Thursday, August 1, 2013

I started wearing makeup around 7th grade.

I was the only blonde in a group of friends who all had beautiful, thick black hair and subsequently beautiful thick black eyelashes.  My toeheadedness often kept me from looking like I had any eyelashes at all, and so I started wearing mascara and I never really stopped.

before homecoming, 2005

My makeup infatuation only increased in high school.  For awhile I even wanted to be a cosmetologist.  I would spend hours and hours before high school dances perfecting my eyeshadow and making sure not a single eyelash was out of place.  I spent two hours getting ready in the morning and being on a dance team kept me constantly in a full face of makeup.  What may have looked like overkill to an outsider soon looked perfectly normal when I looked in the mirror.
After a dance show in 2006
at a dance show in 2005

In college I cooled it a bit with the eyeshadow (who has time for that?) but my skin suddenly decided that since it had spared me from the awkward teenage acne stage it was going to make up for it in my older years.  So I became dependent on concealer and foundation (which, subsequently, caused more breakouts.) I couldn't leave my dorm without it.

My first day at Pepperdine, 2007

My name is Amanda and I am was a makeupaholic.

Until recently.

Call it laziness.  Call it getting married and "letting myself go."  But when I began working in an office where I only saw a maximum of four other people during the day (one of whom was my father) I just decided it wasn't worth the hassle of putting on makeup in the morning.  I hadn't reached some new level of au naturale self love- I just preferred to sleep in.  So every morning I'd pass my mirror, bare faced, not really loving what I saw but also not really caring enough to do anything about it.

And then something crazy happened... I actually started to like the way I looked without makeup.  That pale, eyelashless (okay I'm being dramatic) girl started to look... dare I say.... pretty in the mirror.

It's amazing how, if we tell ourselves something is "normal" for long enough, we start to believe it's true.  Many of us know how true this is with negative statements; when we talk negatively about ourselves even in jest (I'm totally guilty of indulging in self-deprecating humor) we really start to believe it.  But I guess I never really noticed how true it can be of positive statements as well.  When I started telling myself I didn't need makeup all those "flaws" that once seemed so glaring started to fade to the far nether regions of my mind.

Last weekend Ty and I went to a wedding and after I had hurriedly done my makeup in the car (standard procedure) I looked at my face and thought "darn... I wish I had put on less."

This post is part of the Choose Beauty Linkup


  1. I love this, Amanda!
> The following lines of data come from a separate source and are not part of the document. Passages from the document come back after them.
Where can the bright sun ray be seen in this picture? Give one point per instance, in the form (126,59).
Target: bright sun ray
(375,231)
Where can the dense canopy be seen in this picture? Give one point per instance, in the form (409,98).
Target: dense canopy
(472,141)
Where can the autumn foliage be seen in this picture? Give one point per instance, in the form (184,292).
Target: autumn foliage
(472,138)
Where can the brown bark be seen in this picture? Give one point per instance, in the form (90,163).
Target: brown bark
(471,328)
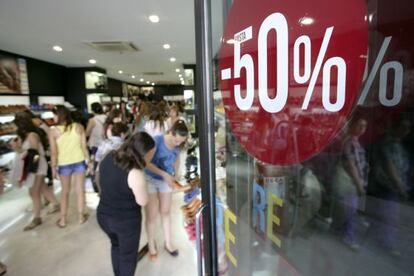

I, too, have really fought through years of makeup addiction. Though mine was more subtle (basically just a mascara addiction, rather than full-blown face of makeup), the root is the same—insecurity with being who we are and showing our true faces to the world.

    I'm so glad you've found freedom in your bare face. It's a beautiful thing!

  2. I love that you admit that, at first, it wasn't some huge A-HA! moment of "au naturale self love"... but that it did eventually get there.

    I go through phases of more makeup/less makeup, but you've inspired me to challenge myself to allowing for NO makeup days (maybe when I'm at home by myself - start small, right?).

    1. Thanks, Alicia! I totally recommend it :) It's so freeing!

  3. This is awesome, Amanda. Thank you for sharing! I love this part especially: "if we tell ourselves something is "normal" for long enough, we start to believe it's true." I have been that way with lipstick/gloss and feel so weird without it and slowly learning to stop. depending. on. products. to make me feel beautiful or even just myself.


    1. Thanks for stopping by, Andi! I'm glad to hear you can relate :) It's a struggle, for sure!